Exploring and Comparing Low-cost Alternatives to ChatGPT for Text Classification and Information Extraction

Local do Estágio

DEI / CISUC

Enquadramento

With the release of ChatGPT, there has been a huge change in the adoption of Artificial Intelligence (AI) in our society, with Large Language Models (LLMs) being extensively used, not only for personal reasons, but also by companies that incorporate it in their applications, replacing old processes, and leading to the creation of new LLM-based applications.

LLMs are a product of Natural Language Processing (NLP) and excel in many tasks of this area, including: Text Classification, where, towards better indexation, documents are assigned a category from a predefined set; and Information Extraction (IE), where structured information is acquired from given documents, becoming ready for database population. These tasks can be performed in zero-shot prompting, based exclusively on a natural language description; few-shot prompting, also including a small set of examples; or the model can be fine-tuned in a larger dataset.

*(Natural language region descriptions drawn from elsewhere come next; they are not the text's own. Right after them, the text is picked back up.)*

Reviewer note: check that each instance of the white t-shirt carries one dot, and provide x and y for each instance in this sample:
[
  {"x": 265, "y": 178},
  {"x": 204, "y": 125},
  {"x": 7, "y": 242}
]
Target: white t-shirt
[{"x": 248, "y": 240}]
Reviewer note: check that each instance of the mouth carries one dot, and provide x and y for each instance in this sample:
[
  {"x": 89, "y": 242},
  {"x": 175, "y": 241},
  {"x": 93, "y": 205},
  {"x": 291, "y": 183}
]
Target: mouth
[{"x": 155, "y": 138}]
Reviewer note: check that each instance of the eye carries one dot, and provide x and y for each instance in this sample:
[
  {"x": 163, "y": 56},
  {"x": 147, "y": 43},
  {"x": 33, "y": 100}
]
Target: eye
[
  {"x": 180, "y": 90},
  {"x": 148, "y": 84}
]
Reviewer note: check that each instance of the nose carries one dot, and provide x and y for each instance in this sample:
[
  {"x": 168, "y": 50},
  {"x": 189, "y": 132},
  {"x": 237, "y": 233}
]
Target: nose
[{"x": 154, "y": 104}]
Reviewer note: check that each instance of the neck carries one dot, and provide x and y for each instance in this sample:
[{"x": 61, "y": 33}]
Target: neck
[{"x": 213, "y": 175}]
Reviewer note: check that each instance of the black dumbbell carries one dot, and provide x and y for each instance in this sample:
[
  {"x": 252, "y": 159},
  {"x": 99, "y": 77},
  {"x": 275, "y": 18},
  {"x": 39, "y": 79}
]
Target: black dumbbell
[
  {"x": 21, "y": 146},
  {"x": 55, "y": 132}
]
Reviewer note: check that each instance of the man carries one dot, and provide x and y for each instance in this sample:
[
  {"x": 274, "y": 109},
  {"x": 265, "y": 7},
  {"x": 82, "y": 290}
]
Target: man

However, ChatGPT and GPT-4, the underlying model, are proprietary solutions, about which much is unknown (e.g., training data, number of parameters, additional layers), and have an associated utilisation cost. Additionally, GPT-4's impressive capabilities come with a high computational demand, resulting in a substantial ecological footprint.

On the other hand, there are smaller and open-source LLMs based on the same architecture (Transformer) that can be used for similar tasks. Most of such models are available from the Huggingface hub (https://huggingface.co/), which further provides open-source libraries that make the direct utilisation and fine-tuning of these models straightforward. Among others, the following models are available from this hub: T5, Llama-3, Pythia, Mistral, Phi-3, Gemma or Falcon-2.

Objetivo

Towards strong conclusions on open and less expensive alternatives to proprietary LLMs, in this dissertation, solutions based on open-source LLMs will be studied and tested in the tasks of Text Classification (TC) and Information Extraction (IE). Proposed solutions may leverage on prompt-based strategies or on model fine-tuning. Their performance should be compared in datasets popular in TC (e.g., https://huggingface.co/datasets/valurank/News_Articles_Categorization, https://huggingface.co/datasets/go_emotions) and IE (https://huggingface.co/datasets/ProfessorBob/relation_extraction, https://github.com/NLP-CISUC/QA-4-Domain-Agnostic-IE-Dataset), most of which also open and available from the HuggingFace hub.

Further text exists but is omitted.